In a bold prediction that is welcome news for the cash challenged, underachieving, 2nd smallest Town in the state, an impressive body of biblical scholars, clergy, sociologists and criminal justice professionals unanimously predicted that current growth trends for Lamont will continue their modest upward pattern or will hold steady even if apocalyptic catastrophe and end-of-the-world-like calamities decimate the planet as a whole. The rapture, a relatively new (popularity-wise) theological concept, postulates that the 'pious faithful' will be whisked from the Earth in the early stages of the anti-Christ's (aka 'The beast") reign in the final stages of a global power struggle between the victorious forces of Light and those annoying, pesky, obviously highly resourceful and never-say-die 'forces of darkness' from the very Pit itself.

"Well, Lamont is Lamont, but we are just glad that there can be a certain degree of stability in the population variables that are so vital to long term resource planning" said the obviously relieved and thankful Mayor. "Sure, we are so small and disorganized that we don't now do any long-term strategic planning, but if we did so, that whole 'sudden, traumatic population decrease thing' would really throw our numbers into Purgatory itself" he said humbly, never one to pass up on being thankful for an obvious blessing from above. "I know that well over half of the Town runs around 'self-congratulating' themselves and sticking a thumb in the eye of their neighbors because they will be the 'chosen elect' and will thus miss that whole 'fire from Heaven', 'terrible plague' and 'water to blood' phase of end time prophesy - but our water was so bad before Century West came in and did what they do best to get us a new water system, I am hard pressed to think of any town in the USA more psychologically suited to soldier on through the ravages of a hideous global catastrophe of biblical proportions" he said proudly.

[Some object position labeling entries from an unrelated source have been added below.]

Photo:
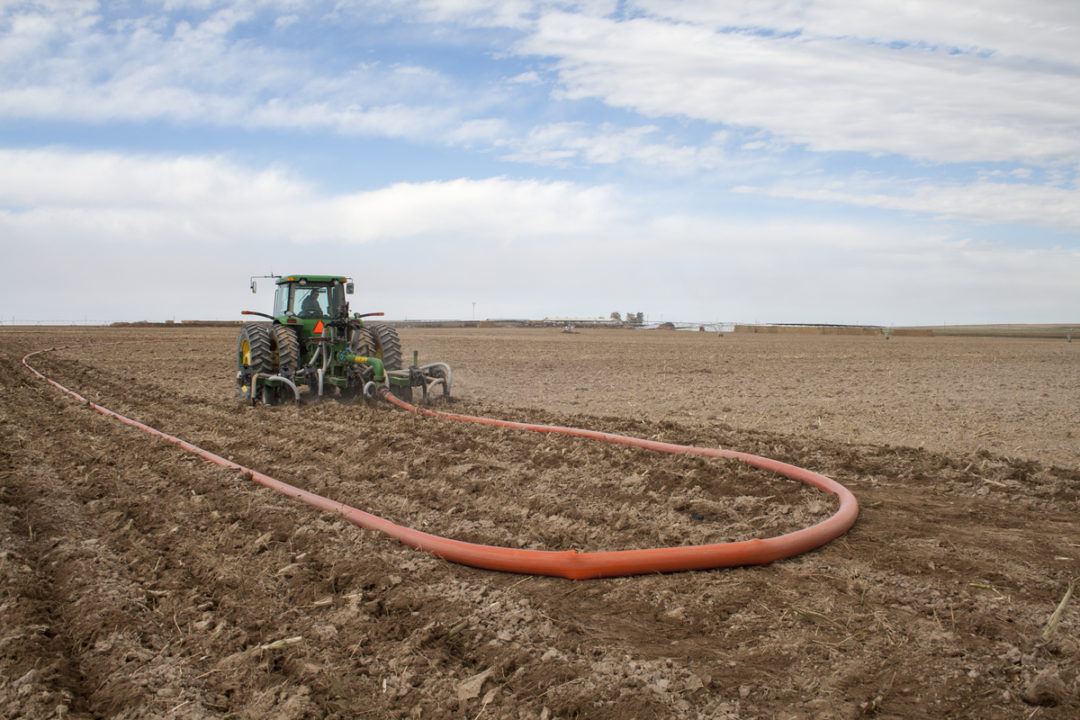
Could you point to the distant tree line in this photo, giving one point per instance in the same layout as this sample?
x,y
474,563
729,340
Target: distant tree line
x,y
632,318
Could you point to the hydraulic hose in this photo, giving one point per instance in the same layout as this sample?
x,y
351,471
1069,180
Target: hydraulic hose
x,y
566,564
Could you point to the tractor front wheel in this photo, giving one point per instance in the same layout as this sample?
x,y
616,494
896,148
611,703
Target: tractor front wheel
x,y
253,354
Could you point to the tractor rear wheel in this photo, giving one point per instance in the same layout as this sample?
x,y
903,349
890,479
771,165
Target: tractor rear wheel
x,y
381,341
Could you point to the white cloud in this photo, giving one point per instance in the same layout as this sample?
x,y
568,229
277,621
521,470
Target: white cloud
x,y
520,247
75,66
981,203
579,144
109,198
827,92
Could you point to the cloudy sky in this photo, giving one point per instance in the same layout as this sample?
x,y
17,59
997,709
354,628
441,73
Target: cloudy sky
x,y
893,162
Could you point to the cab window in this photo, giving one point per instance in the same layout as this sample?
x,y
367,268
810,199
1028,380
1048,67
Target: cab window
x,y
309,301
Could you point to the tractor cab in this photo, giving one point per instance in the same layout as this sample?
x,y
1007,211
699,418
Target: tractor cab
x,y
311,340
311,297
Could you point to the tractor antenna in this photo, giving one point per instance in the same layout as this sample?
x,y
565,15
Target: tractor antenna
x,y
254,277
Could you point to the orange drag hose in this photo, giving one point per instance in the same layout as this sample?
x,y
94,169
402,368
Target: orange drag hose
x,y
567,564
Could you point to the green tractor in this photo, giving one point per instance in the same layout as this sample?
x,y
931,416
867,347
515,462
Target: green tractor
x,y
311,340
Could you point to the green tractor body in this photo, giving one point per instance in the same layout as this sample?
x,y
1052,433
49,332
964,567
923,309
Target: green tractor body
x,y
312,341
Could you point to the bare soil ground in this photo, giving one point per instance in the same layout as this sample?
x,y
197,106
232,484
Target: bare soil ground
x,y
138,581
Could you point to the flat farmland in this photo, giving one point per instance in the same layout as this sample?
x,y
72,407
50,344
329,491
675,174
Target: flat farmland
x,y
138,581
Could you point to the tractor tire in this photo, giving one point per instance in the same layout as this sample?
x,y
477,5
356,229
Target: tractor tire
x,y
381,341
254,349
253,353
286,349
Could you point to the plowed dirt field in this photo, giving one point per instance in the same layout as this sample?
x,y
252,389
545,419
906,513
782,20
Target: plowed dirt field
x,y
138,581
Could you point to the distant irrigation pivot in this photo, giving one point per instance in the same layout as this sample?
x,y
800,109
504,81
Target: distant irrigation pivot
x,y
566,564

"Lamont is living proof of the old adage 'What does not kill us makes us stronger'. Plus, that news will come as quite a shock to some and will be a source of glee for the rest - but that is what the smug self-selected get, I guess - and I am sure certain individuals will come up with some new mechanism or fad so that they can feel superior to their neighbors and have someone to feel sorry for and thus look down upon. It happens all the time" he stammered, wearily walking back to the office (that doesn't even have a bathroom! Talk about hell - especially after a couple cups of coffee!) where he has every intention of continuing to not do any long term resource planning whatsoever. Why mess up a good thing? Plus, what do the experts know, anyway? On a happy note, this lack-of-rapture-related population stability is Lamont's best chance to move from the highly embarrassing "2nd smallest Town in the State" category to at least number 3 or maybe even number 4 or 5. (Thou shall not covet thy neighbor's population!) "I just hope those other small towns that are in striking distance are a lot more pious and faithful than we are. That would be so awesome to be able to crow that we are now the 3rd smallest Town in the State! Then no one could carp about what a bad Mayor I am! HA!" he said dreamily, gazing starry-eyed off into the murky, unseen mysteries of any number of potential future outcomes!